Robert Myers explained that after the Government refused to co-operate with the private sector and provide it with the necessary data to conduct its own energy sector study, it was left with “no option” but to turn to credible, willing parties who could assist.

“It’s not the way we’d have liked to have it, but given the circumstances there was no other option available to use,” the BCCEC chairman told Tribune Business.

The Oxford Economics study is effectively an extension of the initial 2012 study conducted for Caribbean Power Partners, which was previously reported in Tribune Business last year.

The revised report, though, analyses the economic impact from both using ship-imported liquefied natural gas (LNG) and gas piped into the Bahamas from the US as BEC’s primary fuel sources - both generating a much greater effect than the baseline study’s use of diesel fuel.

While the Bahamian economy’s gross economic output was projected to increase by $10.1 billion over a 25-year period using diesel fuel, the Oxford Economics report projected this would rise to $13.2 billion employing LNG, and by some 150 per cent to $25.2 billion using piped gas.

The income earned by Bahamian workers over the same period would increase by $2.8 billion over the same period using diesel fuel, according to Oxford Economics, and by $3.4 billion and $6.5 billion using LNG and pipeline gas, respectively.

And, the report predicted, full-time job creation would jump from 1,700-6,200 per year using diesel fuel to 12,400-13,500 under pipeline gas, as it was a much cheaper source of fuel.

Mr Myers told Tribune Business that the Oxford Economics study findings had confirmed everything the BCCEC and private sector had previously said when it came to energy reform.

Calling for the Government to give it equal treatment with Value-Added Tax (VAT) and fiscal reform, he said: “It should be our number one priority right now.

“It’s our largest potential to release disposable income, to offset increased taxes, to make us more competitive as a nation and allow us to grow. In my mind, VAT is important, and this is equally important.

“The impact is billions of dollars. It’s hundreds of millions of dollars per annum depending on which way you go.”

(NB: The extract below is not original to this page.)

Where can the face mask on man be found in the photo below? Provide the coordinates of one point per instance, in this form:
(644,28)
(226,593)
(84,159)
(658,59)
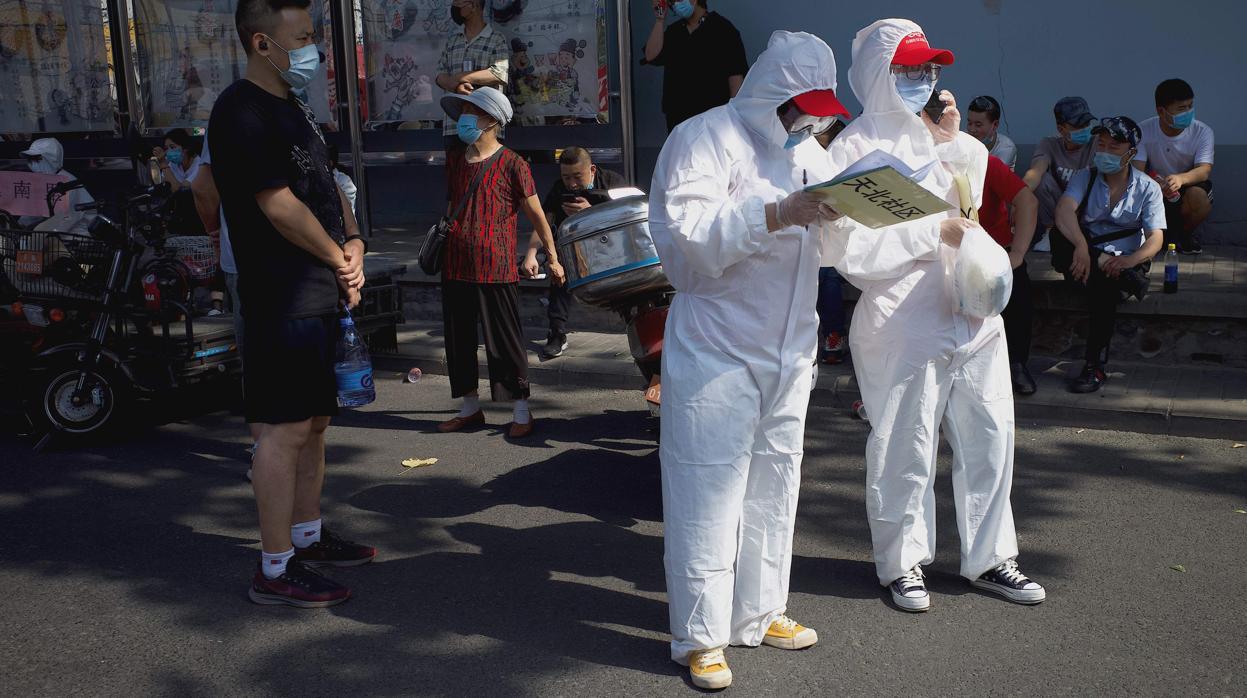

Mr Myers said that while the notion of using a pipeline to supply gas fuel to the Bahamas (BEC) from the US “may sound scary to some people, tens of thousands of miles” of such infrastructure existed around the world.

“Now we can see just how critical it is and how big it is,” Mr Myers added of the potential energy reform impact. “You can see there’s significant dollars available. It would significantly impact our GDP growth, cost of operations and everything else.”

The BCCEC, in a statement issued yesterday, warned the Government that “time is of the essence” if Bahamian businesses and households were to see “significant reductions” in energy costs within two years.

“It is integral that action be taken in the medium term (two to three years) to reduce the costs of energy to the private sector, the Government and the general public,” the BCCEC said.

“As stated in our fiscal reform position paper, it is critical that decisions that will reduce energy costs are implemented as soon as practically possible in order to lessen the long-term negative effects on disposable income as a result of the introduction of Value Added Tax (VAT), along with other increased taxes and costs implemented in the past 18 months.

“While there will be no immediate dramatic decrease in electricity costs, the selection of appropriate sources of energy generation and service providers, along with upgrades in transmission and distribution channels, could provide significant reductions in costs in less than two years. Time is of the essence.”

Referring to the BEC reform process, which was launched last August, the BCCEC said delays in bringing this to a conclusion had “led to poor quality power, damaged equipment, brown-outs, blackouts, unacceptable levels of pollution and rates amongst the highest in the Caribbean and immediate surrounding region”.